Strona:PL Eliza Orzeszkowa-Westalka.djvu/47

Ta strona została uwierzytelniona.
Liktor 2-gi.

W imię prawa, prefekt Rzymu wstępuje w progi dziewic Westy.

Kornelia (do siebie ze zdziwieniem).

Prefekt Rzymu! Czegoż ten tu?

Klaudya, Paulina, Pompilia (z przestrachem).

Prefekt Rzymu! Okropność! Sprawa zgaśnięcia świętego ognia do arcykapłana tylko należy... tylko do niego...

Adrya (drżąc).

Tak, to sprawa rodzinna... pomiędzy nim a nami! Czegóż ten drugi? Przeczuwam rzecz tysiąckroć straszniejszą... O, Helio!

Kornelia (do Adryi).

Gdzie Helia? gdzie Helia?

Adrya.

Nie wiem.
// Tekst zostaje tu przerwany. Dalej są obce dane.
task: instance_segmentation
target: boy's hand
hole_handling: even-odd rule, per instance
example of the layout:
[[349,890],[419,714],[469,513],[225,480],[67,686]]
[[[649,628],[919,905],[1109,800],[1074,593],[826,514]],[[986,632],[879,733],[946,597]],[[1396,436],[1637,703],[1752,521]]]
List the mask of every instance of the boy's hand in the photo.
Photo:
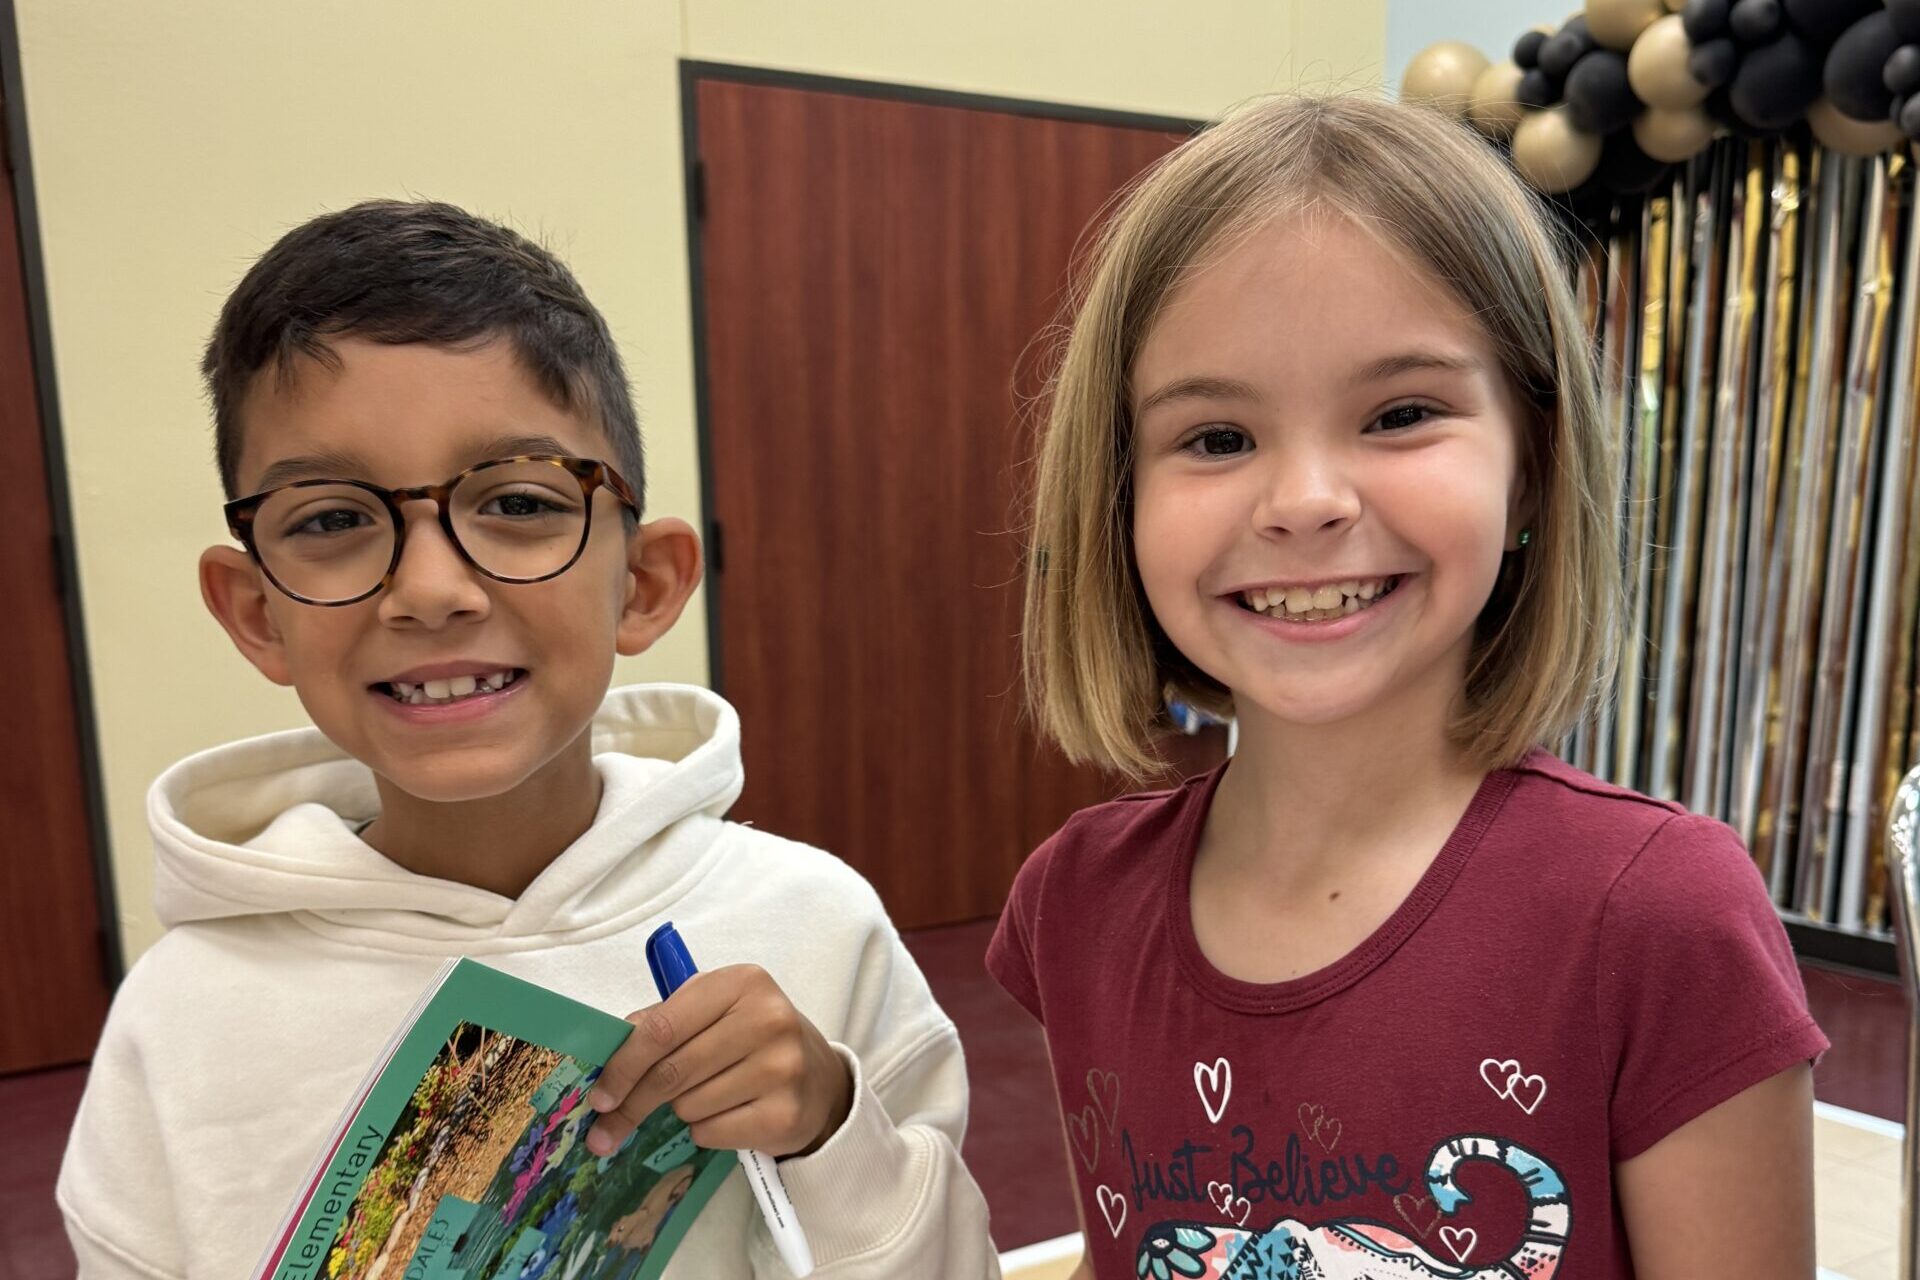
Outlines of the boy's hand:
[[587,1134],[597,1156],[663,1102],[703,1147],[775,1156],[815,1150],[853,1107],[847,1064],[758,965],[697,973],[627,1021],[589,1099],[603,1113]]

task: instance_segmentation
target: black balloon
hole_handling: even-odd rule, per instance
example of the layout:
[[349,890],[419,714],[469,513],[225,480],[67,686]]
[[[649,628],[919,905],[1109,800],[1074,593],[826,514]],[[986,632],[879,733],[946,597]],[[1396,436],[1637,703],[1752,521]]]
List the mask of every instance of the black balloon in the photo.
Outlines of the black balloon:
[[1920,93],[1920,44],[1903,44],[1887,58],[1881,68],[1880,83],[1887,92],[1905,98]]
[[1887,0],[1893,29],[1907,44],[1920,44],[1920,0]]
[[1521,73],[1520,86],[1513,91],[1513,100],[1523,107],[1532,107],[1537,111],[1541,107],[1550,107],[1560,101],[1560,86],[1554,82],[1552,76],[1535,67],[1531,71]]
[[1900,132],[1915,141],[1920,141],[1920,95],[1908,98],[1900,104]]
[[1710,89],[1718,89],[1733,79],[1740,66],[1740,50],[1727,39],[1696,44],[1687,57],[1687,74]]
[[1622,131],[1608,138],[1601,148],[1600,167],[1593,176],[1615,195],[1640,195],[1651,191],[1672,169],[1672,165],[1642,151],[1632,132]]
[[1548,36],[1546,43],[1540,46],[1540,69],[1555,80],[1565,80],[1567,73],[1573,70],[1573,64],[1593,47],[1593,37],[1587,34],[1585,25],[1575,30],[1570,21]]
[[1787,21],[1817,45],[1832,44],[1879,7],[1880,0],[1786,0]]
[[1820,96],[1820,70],[1819,51],[1791,32],[1751,49],[1728,86],[1733,109],[1756,129],[1784,129]]
[[1734,0],[1727,26],[1741,44],[1765,44],[1779,33],[1785,16],[1780,0]]
[[1893,19],[1881,9],[1840,33],[1827,54],[1822,75],[1827,97],[1842,115],[1855,120],[1884,120],[1892,91],[1887,88],[1887,59],[1900,47]]
[[1627,83],[1627,56],[1595,49],[1567,73],[1567,114],[1583,132],[1606,137],[1633,123],[1643,105]]
[[1540,65],[1540,46],[1547,42],[1544,31],[1529,31],[1513,42],[1513,65],[1531,71]]
[[1733,109],[1732,92],[1728,89],[1715,89],[1707,95],[1707,100],[1701,103],[1700,107],[1713,117],[1716,124],[1725,126],[1729,132],[1739,137],[1764,138],[1767,136],[1766,130],[1756,129],[1740,118],[1740,113]]
[[1725,35],[1731,8],[1728,0],[1687,0],[1687,7],[1680,11],[1680,25],[1687,29],[1687,39],[1701,45]]

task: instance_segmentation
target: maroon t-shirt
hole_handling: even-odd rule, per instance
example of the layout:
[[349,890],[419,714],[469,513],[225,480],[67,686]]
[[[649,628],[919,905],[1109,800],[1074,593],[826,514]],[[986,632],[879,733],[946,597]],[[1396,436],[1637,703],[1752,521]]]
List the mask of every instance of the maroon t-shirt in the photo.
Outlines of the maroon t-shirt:
[[1229,978],[1187,896],[1223,772],[1075,815],[987,952],[1102,1277],[1624,1280],[1614,1164],[1827,1047],[1739,838],[1545,752],[1347,956]]

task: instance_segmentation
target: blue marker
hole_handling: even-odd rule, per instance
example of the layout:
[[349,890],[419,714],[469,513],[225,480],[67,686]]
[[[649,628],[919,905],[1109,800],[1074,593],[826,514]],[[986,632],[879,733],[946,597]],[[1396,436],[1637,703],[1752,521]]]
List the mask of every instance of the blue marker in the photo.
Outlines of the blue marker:
[[[648,937],[647,968],[653,971],[653,985],[662,1000],[700,972],[672,921]],[[800,1219],[794,1216],[793,1201],[787,1198],[787,1184],[780,1180],[779,1166],[764,1151],[742,1150],[738,1154],[741,1167],[747,1171],[747,1186],[760,1206],[760,1216],[766,1219],[767,1230],[773,1234],[773,1247],[779,1252],[780,1261],[796,1276],[812,1275],[813,1250],[807,1247]]]

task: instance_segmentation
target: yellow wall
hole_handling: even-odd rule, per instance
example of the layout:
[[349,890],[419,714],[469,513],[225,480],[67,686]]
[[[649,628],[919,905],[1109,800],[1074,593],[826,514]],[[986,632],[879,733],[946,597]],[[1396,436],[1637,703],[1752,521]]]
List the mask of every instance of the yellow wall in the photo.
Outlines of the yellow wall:
[[[287,228],[430,196],[552,245],[606,313],[654,513],[699,515],[678,61],[1184,116],[1379,78],[1385,0],[18,0],[108,839],[158,936],[143,797],[302,722],[200,607],[223,536],[195,366]],[[623,680],[704,682],[704,606]]]

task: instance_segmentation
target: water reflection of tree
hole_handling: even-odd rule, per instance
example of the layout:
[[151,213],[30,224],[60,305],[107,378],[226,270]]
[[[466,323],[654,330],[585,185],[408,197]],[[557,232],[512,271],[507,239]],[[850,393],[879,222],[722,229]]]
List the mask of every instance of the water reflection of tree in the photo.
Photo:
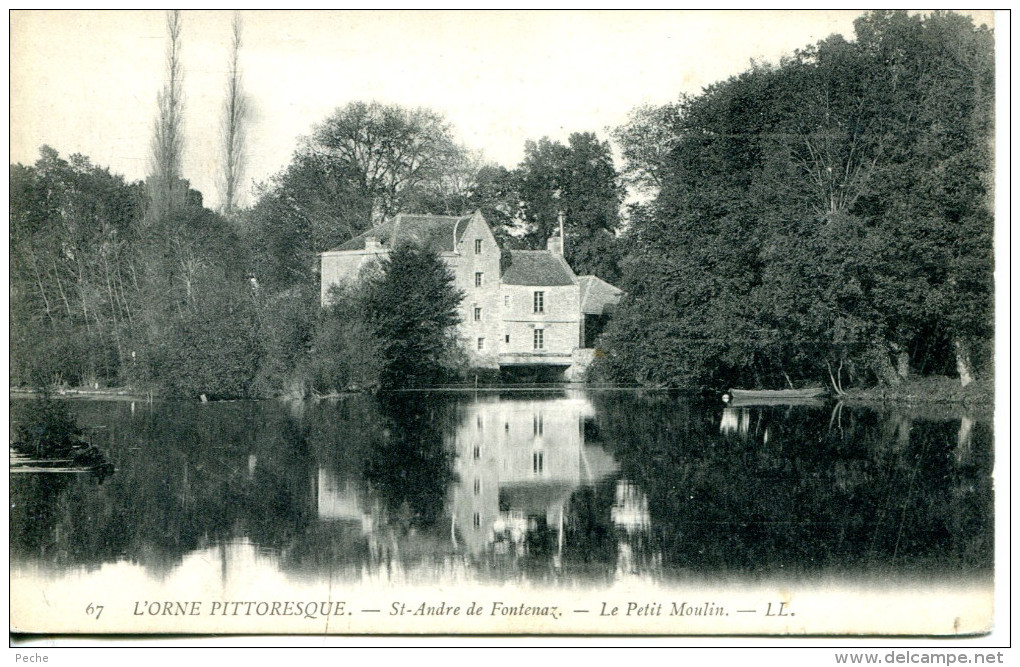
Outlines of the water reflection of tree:
[[379,568],[399,576],[452,551],[440,518],[454,481],[445,436],[455,432],[456,401],[349,396],[312,406],[306,418],[315,465],[353,490],[361,517],[313,522],[283,554],[285,569],[357,578]]
[[35,553],[55,557],[53,527],[58,520],[54,499],[67,490],[71,475],[11,475],[10,545],[12,554]]
[[365,460],[365,480],[403,532],[430,528],[446,509],[455,481],[454,453],[445,434],[457,424],[453,401],[420,393],[384,393],[378,398],[384,437]]
[[[73,407],[83,424],[107,427],[117,471],[102,484],[18,476],[15,557],[128,560],[165,573],[197,549],[245,540],[290,566],[363,564],[393,551],[387,524],[397,536],[438,524],[454,476],[444,434],[454,431],[456,402],[420,394],[351,397],[300,415],[280,403]],[[319,469],[359,489],[378,535],[319,520]]]
[[611,520],[615,479],[582,487],[570,497],[563,539],[563,568],[574,575],[608,577],[620,536]]
[[[949,569],[991,564],[990,438],[956,456],[959,425],[870,410],[754,408],[746,437],[719,412],[661,395],[596,395],[599,433],[649,497],[673,567]],[[892,426],[890,426],[892,424]],[[766,434],[767,433],[767,437]],[[977,453],[980,450],[981,453]]]
[[[371,516],[375,503],[364,479],[365,460],[369,452],[381,446],[386,432],[376,401],[369,396],[322,401],[309,405],[304,419],[316,468],[308,471],[309,476],[324,470],[332,479],[349,483],[363,505],[362,511]],[[323,490],[318,489],[317,493]],[[320,518],[295,536],[283,554],[283,566],[288,571],[312,575],[355,571],[378,556],[379,550],[373,549],[372,541],[360,521]]]
[[[829,426],[828,410],[753,408],[746,433],[727,434],[715,404],[663,393],[591,400],[586,440],[612,451],[622,479],[647,496],[650,528],[620,534],[615,478],[577,489],[562,551],[555,530],[537,531],[518,572],[604,578],[624,548],[642,572],[660,554],[674,569],[991,565],[984,420],[845,408]],[[303,415],[270,402],[75,404],[83,425],[107,427],[117,471],[101,483],[12,476],[12,558],[127,559],[166,572],[196,549],[242,539],[288,570],[357,571],[398,551],[445,556],[455,476],[446,438],[458,405],[424,394],[309,404]],[[369,525],[317,516],[321,469],[356,490]]]
[[[304,430],[282,410],[251,403],[78,409],[88,423],[109,427],[117,472],[103,484],[76,476],[49,493],[25,489],[24,498],[45,506],[35,516],[51,519],[32,526],[12,514],[18,555],[90,567],[126,559],[166,572],[195,549],[241,537],[279,548],[310,519]],[[37,539],[20,537],[31,535]]]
I twoje ręce drżą nareszcie!... Pani, czy zdołasz ją osłonić?

Kornelia.

Czuję w sobie ruchy czegoś zapomnianego, wzgardzonego!... Lękam się o nią! bogowie, ja się o nią lękam!

(Wchodzą: arcykapłan z kilku członkami kolegium kapłańskiego,[1] prefekt Rzymu z kilku edylami, edyl Sofroniusz i obywatel Waleryusz).


Wszyscy (ze zgrozą ku ołtarzowi ręce wyciągając).

Nefas! Nefas! zła wróżba! Nieszczęście publiczne! Biada Rzymowi!

  1. „Collegium pontificum“. Członkowie kolegium kapłańskiego nosili tytuły: pullarii, victimarii, tibicines, calatores, etc. etc.